Erkältungen und grippale Infekte sind die häufigsten akuten Erkrankungen im Kindes- und Jugendalter. Dass sie in den letzten 12 Monaten vor der Befragung in KiGGS eine Erkältung bzw. einen grippalen Infekt hatten, trifft auf 87% der bis 17-jährigen Kinder und Jugendlichen in Ostdeutschland und 88 % der Gleichaltrigen in Westdeutschland zu.
Auch hinsichtlich anderer im Kindes- und Jugendalter relevanter akuter Erkrankungen, wie z.B. Mandelentzündung, akute Bronchitis, Pseudokrupp, Herpesinfektion, Blasen- und Harnwegsentzündungen, Bindehautentzündung und Lungenentzündung, sind keine signifikanten Ost-West-Unterschiede zu beobachten. Ausnahmen stellen einzig Magen-Darm-Infekte und Mittelohrentzündungen dar, die mit 48% gegenüber 42% bzw. 11% gegenüber 9% bei Heranwachsenden aus Westdeutschland häufiger vorkommen als bei Heranwachsenden in Ostdeutschland (Kamtsiuris et al. 2007).
Kinder- und Jugendgesundheitssurvey (KiGGS)
Datenhalter: Robert Koch-Institut
Ziele: Beschreibung und Analyse der gesundheitlichen Situation von Kindern und Jugendlichen
Erhebungsmethode: schriftliche Befragung und körper-liche Unteruchungen
Grundgesamtheit: 0- bis 17-jährige Wohnbevölkerung Deutschlands
Stichprobe: 17.641 Mädchen und Jungen
Responserate: 66,6%
Untersuchungszeitraum: Mai 2003 bis Mai 2006
Deutlichere Ost-West-Unterschiede zeigen sich bei einigen vorwiegend im Kindesalter auftretenden ansteckenden Krankheiten. Beispielsweise tritt Keuchhusten bei Kindern und Jugendlichen in den alten Ländern mit 10% gegenüber 3% mehr als dreimal so häufig auf als bei Gleichaltrigen aus den neuen Ländern. Auch die Lebenszeitprävalenz von Masern und Scharlach liegt in Westdeutschland höher als in Ostdeutschland. Mumps und Röteln hingegen betreffen mehr Kinder in den neuen als in den alten Ländern. Von den betrachteten impfpräventablen Krankheiten zeigen sich lediglich bei Windpocken keine Unterschiede zwischen den neuen und alten Ländern (Kamtsiuris et al. 2007).

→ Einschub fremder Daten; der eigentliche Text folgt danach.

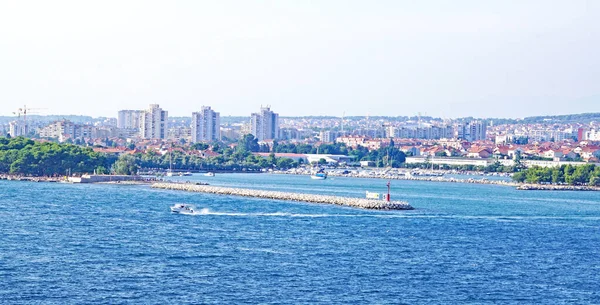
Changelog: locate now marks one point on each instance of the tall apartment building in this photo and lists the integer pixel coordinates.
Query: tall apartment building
(154, 123)
(472, 131)
(206, 125)
(18, 128)
(429, 132)
(265, 125)
(64, 129)
(328, 136)
(129, 119)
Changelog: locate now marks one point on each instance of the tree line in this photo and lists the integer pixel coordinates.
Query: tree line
(27, 157)
(588, 174)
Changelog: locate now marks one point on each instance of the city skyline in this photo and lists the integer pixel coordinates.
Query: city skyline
(442, 59)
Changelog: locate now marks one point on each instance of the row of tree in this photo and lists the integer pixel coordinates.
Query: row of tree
(588, 174)
(27, 157)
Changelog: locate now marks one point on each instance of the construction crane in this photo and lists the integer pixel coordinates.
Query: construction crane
(24, 111)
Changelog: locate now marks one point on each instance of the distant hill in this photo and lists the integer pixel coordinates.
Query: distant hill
(548, 119)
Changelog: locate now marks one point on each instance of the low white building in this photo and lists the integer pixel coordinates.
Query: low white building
(450, 161)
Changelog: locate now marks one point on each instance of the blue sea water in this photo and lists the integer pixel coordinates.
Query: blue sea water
(464, 243)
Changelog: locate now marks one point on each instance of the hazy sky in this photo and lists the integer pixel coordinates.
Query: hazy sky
(441, 58)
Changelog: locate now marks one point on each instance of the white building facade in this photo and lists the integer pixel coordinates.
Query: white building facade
(206, 125)
(154, 123)
(18, 128)
(265, 125)
(129, 119)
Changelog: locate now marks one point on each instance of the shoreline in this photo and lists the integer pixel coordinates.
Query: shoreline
(288, 196)
(414, 178)
(383, 176)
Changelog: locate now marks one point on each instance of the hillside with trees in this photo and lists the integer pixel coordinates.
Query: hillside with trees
(27, 157)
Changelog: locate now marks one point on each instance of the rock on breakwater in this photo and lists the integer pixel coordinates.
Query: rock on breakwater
(312, 198)
(554, 187)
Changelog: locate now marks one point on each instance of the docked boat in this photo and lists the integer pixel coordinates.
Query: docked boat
(320, 175)
(182, 208)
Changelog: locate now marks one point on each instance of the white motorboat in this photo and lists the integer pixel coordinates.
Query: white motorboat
(319, 175)
(182, 208)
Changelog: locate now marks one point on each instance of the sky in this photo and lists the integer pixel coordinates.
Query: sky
(446, 59)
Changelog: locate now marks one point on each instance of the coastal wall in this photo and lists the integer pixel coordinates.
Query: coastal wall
(103, 178)
(324, 199)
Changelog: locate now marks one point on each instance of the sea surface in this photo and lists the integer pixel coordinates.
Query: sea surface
(463, 243)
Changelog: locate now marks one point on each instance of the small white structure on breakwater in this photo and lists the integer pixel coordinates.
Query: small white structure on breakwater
(344, 201)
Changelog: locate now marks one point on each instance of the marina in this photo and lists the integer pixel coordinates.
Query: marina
(362, 203)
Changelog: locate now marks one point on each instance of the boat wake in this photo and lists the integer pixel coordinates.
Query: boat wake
(208, 212)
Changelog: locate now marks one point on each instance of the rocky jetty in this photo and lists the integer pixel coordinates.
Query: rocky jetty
(554, 187)
(324, 199)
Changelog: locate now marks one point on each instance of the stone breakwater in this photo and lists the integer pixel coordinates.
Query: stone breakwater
(417, 178)
(554, 187)
(311, 198)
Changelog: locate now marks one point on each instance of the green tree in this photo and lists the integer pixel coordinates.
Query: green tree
(126, 165)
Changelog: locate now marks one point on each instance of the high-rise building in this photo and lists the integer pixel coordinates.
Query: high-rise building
(328, 136)
(153, 123)
(64, 129)
(265, 125)
(129, 119)
(206, 125)
(18, 128)
(472, 131)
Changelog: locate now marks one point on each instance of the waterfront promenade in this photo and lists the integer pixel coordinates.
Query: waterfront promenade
(374, 174)
(311, 198)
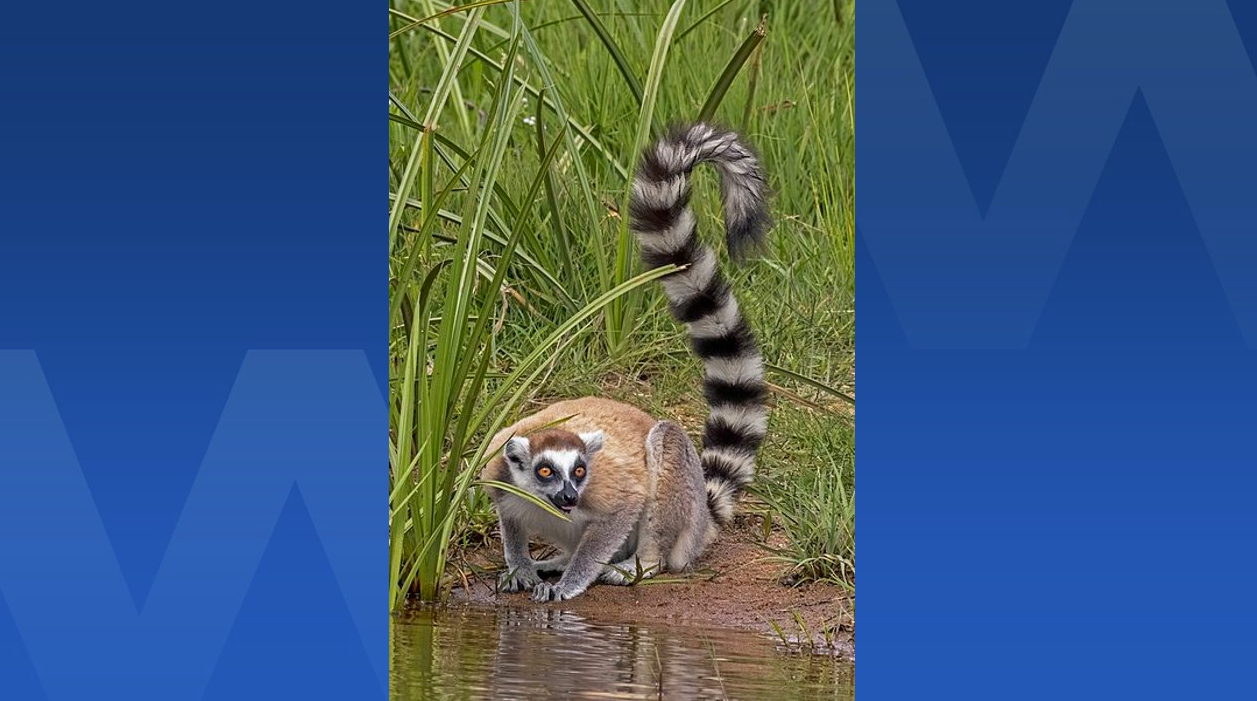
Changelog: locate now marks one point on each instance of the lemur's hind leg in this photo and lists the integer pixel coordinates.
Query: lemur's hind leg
(681, 523)
(678, 527)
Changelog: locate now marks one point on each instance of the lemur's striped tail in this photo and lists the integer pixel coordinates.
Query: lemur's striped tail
(661, 217)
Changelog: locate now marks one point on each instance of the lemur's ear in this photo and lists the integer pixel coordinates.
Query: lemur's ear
(592, 441)
(515, 451)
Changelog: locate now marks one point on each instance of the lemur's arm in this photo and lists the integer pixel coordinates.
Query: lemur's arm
(597, 547)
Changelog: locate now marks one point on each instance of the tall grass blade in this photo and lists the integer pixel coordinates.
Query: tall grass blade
(732, 68)
(622, 314)
(612, 48)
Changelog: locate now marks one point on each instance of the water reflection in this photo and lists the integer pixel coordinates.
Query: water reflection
(543, 652)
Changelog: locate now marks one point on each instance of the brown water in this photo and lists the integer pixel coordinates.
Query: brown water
(479, 652)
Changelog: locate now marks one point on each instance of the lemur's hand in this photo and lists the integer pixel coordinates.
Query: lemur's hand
(519, 579)
(556, 592)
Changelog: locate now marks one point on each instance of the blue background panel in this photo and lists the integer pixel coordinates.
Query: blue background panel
(1057, 270)
(191, 351)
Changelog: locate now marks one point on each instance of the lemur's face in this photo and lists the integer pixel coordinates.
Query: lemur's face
(553, 465)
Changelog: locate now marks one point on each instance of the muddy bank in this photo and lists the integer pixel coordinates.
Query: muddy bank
(734, 587)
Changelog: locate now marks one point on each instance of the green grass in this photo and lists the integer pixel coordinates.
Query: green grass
(505, 238)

Unter den chronischen Erkrankungen im Kindes- und Jugendalter kommen Allergien aufgrund der Häufigkeit und der weitreichenden Auswirkungen auf das Wohlbefinden und die Lebensqualität der Betroffenen besondere Bedeutung zu. Frühere Studien weisen darauf hin, dass allergische Erkrankungen bei Kindern wie Erwachsenen in Ostdeutschland weniger stark verbreitet waren als in Westdeutschland (BMG 2000). In den letzten 20 Jahren hat die Verbreitung allergischer Erkrankungen deutlich zugenommen und gleichzeitig eine weitgehende Angleichung der Prävalenzen in Ost- und Westdeutschland stattgefunden. Nach den Ergebnissen der KiGGS-Studie sind bezüglich Asthma, Heuschnupfen, Neurodermitis und allergischer Sensibilisierung keine Ost-West-Unterschiede mehr auszumachen (Abbildung 2) (Schlaud et al. 2007).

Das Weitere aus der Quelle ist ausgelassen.